São Paulo nos indica precisamente em dois textos diferentes de suas cartas, que os cristãos devem cantar Salmos, hinos e cânticos espirituais, e devem cantá-los do fundo de seus corações e com

afeição, porque contêm os louvores de Deus. Com efeito, estes são os cantos que se deveriam ouvir nas casas dos cristãos em que o vício e tudo o que leva a ele não é menos contrário à boa educação do que contra as regras do Evangelho e em que não se deve ouvir qualquer canção que não seja de louvor a Deus e que não leve à prática do bem e ao exercício da virtude.

Esta também era a prática dos antigos Patriarcas que se compunham cânticos quer para louvar a Deus quer para agradecer algum benefício recebido dele.

Davi, que compôs um grande número deles, os compôs em louvor a Deus. A Igreja que se os apropriou, os canta todos os dias e os coloca na boca dos cristãos nos dias em que se reúnem solenemente para prestar seus deveres a Deus, parece convidar a todos a cantá-los também e repeti-los em particular e aos pais e às mães

a ensiná-los a seus filhos.

Como estes santos cânticos foram traduzidos para o vernáculo e receberam uma melodia, qualquer pessoa tem facilidade para os poder cantar, bem como para os ouvir e se encher o espírito e o coração com santas aspirações de que estão repletos. Louvar e

bendizer muitas vezes a Deus de coração também deveria ser uma grande satisfação e uma verdadeira diversão para os cristãos.

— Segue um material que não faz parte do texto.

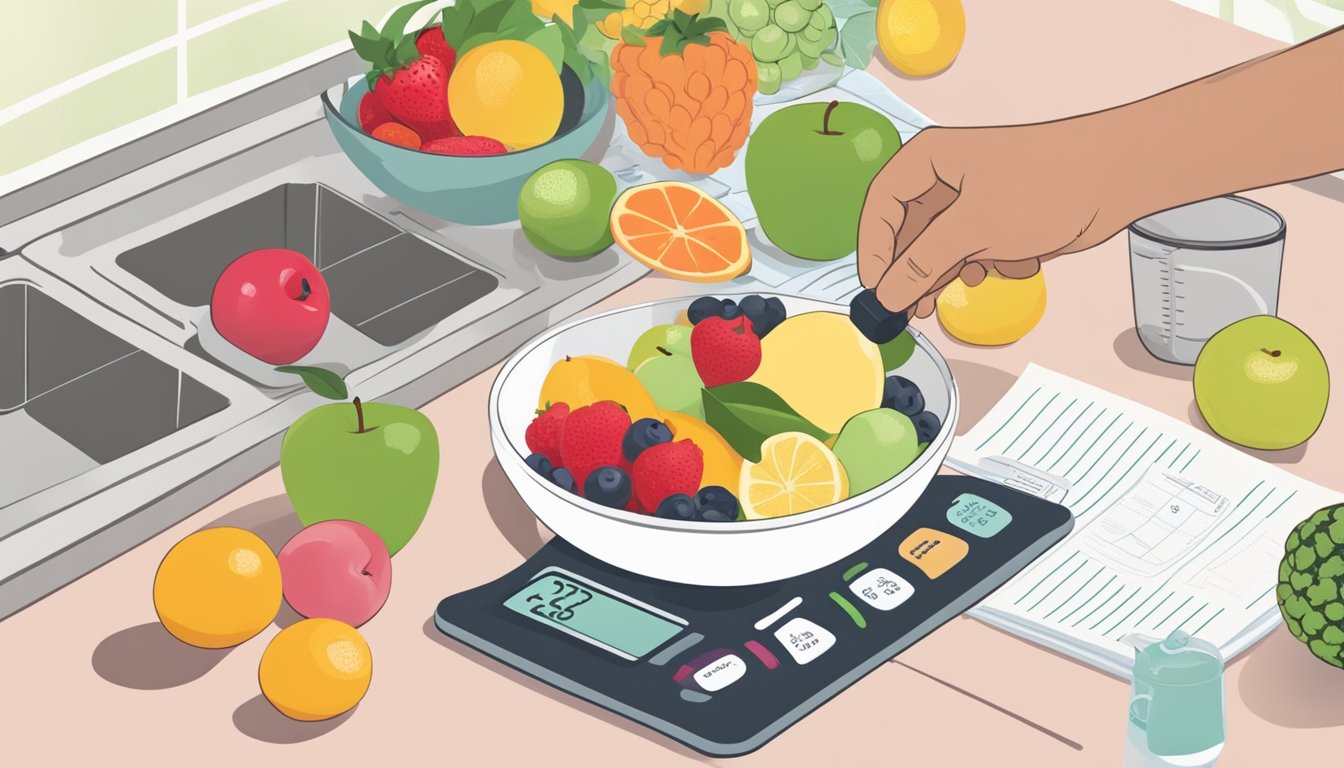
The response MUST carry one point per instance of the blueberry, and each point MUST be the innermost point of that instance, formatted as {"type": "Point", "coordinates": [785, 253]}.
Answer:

O que a cortesia pede dos cantores ou tocadores de instrumentos é que nunca demonstrem e nunca dêem sinais e nunca falem disso para conquistar a estima por esse meio; mas se vier ao conhecimento do público e se em certas ocasiões uma pessoa a quem se deve respeito ou deferência, pedir se que toque ou

cante uma canção, quer para mostrar o que se sabe, quer para divertir as pessoas reunidas, pode-se gentilmente pedir escusas de o fazer e, em geral, convém fazê-lo; mas, se essa pessoa insiste e insta, seria não conhecer o mundo hesitar em cantar ou em tocar o instrumento que se pede tocar. Pois, se acontecesse que não se cantasse perfeitamente bem ou não se fosse hábil em tocar o instrumento, as pessoas presentes depois teriam motivo de dizer que não valeu a pena fazer-se de rogado; em vez disso, aquiescer de

maneira delicada e sem muita demora, deixa a salvo de todas as censuras ou pelo menos não oferece ocasião para elas.

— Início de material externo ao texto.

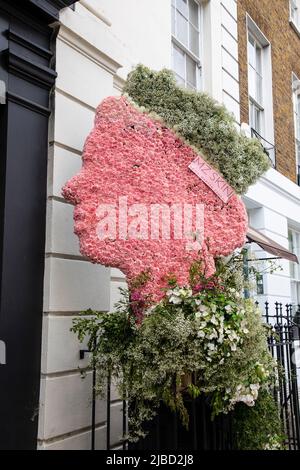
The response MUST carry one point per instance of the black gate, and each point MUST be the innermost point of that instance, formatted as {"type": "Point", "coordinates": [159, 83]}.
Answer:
{"type": "Point", "coordinates": [166, 432]}
{"type": "Point", "coordinates": [285, 348]}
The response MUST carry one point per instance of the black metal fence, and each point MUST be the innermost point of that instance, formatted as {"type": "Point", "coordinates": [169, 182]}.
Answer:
{"type": "Point", "coordinates": [166, 432]}
{"type": "Point", "coordinates": [284, 346]}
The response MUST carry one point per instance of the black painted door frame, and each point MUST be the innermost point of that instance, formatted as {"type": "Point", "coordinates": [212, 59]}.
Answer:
{"type": "Point", "coordinates": [26, 71]}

Quando alguém se vê obrigado assim a cantar num grupo, deve evitar o tossir e cuspir e louvar a si mesmo: por exemplo dizer: "Esta é uma parte muito bonita, e este outro também mais bonito ainda, cuidado com esta descida, etc". Isto manifesta demais a vaidade e a estima própria, e é sinal de que se procura aumentálas.

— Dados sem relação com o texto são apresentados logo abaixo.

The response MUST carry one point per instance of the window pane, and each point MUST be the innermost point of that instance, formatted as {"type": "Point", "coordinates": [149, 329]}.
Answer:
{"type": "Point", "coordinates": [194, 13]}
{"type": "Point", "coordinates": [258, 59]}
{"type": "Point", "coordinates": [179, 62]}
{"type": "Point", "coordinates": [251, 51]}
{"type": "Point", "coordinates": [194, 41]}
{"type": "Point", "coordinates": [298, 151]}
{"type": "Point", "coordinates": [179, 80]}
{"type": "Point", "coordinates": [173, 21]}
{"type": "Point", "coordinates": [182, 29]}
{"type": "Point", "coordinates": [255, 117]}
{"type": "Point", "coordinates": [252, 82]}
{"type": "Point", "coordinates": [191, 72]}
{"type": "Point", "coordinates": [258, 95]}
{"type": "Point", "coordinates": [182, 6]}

Não é cortês fazer certos gestos que mostram prazer pessoal; o mesmo se deve fazer também quando alguém toca um instrumento.

Quando se é assim convidado a cantar ou a tocar algum instrumento, não se deve fazer nem um nem outro por longo tempo, porque se deve evitar o tornar-se enfadonho; antes se deve acabar mais cedo para não dar a ninguém motivo de dizer ou de pensar

que já basta.

Seria uma falta de educação dizê-lo, caso a pessoa que canta merece alguma consideração; também é grave falta interromper uma pessoa que está cantando.

Deve-se também tomar muito cuidado de nunca cantar só e entre os dentes. Isto é muito descortês em qualquer ocasião que seja. Não o é menos contrafazer uma pessoa que se ouviu cantar, quer porque canta pelo nariz, quer ela tenha inflexões de voz ou maneiras

que são inconvenientes e desagradáveis; isto é jeito de palhaço e farsante de teatro. Também assenta muito mal ter maneiras de cantar que são grosseiras, afetadas ou estranhas.

O modo de cantar bem e agradavelmente é fazê-lo de maneira absolutamente natural.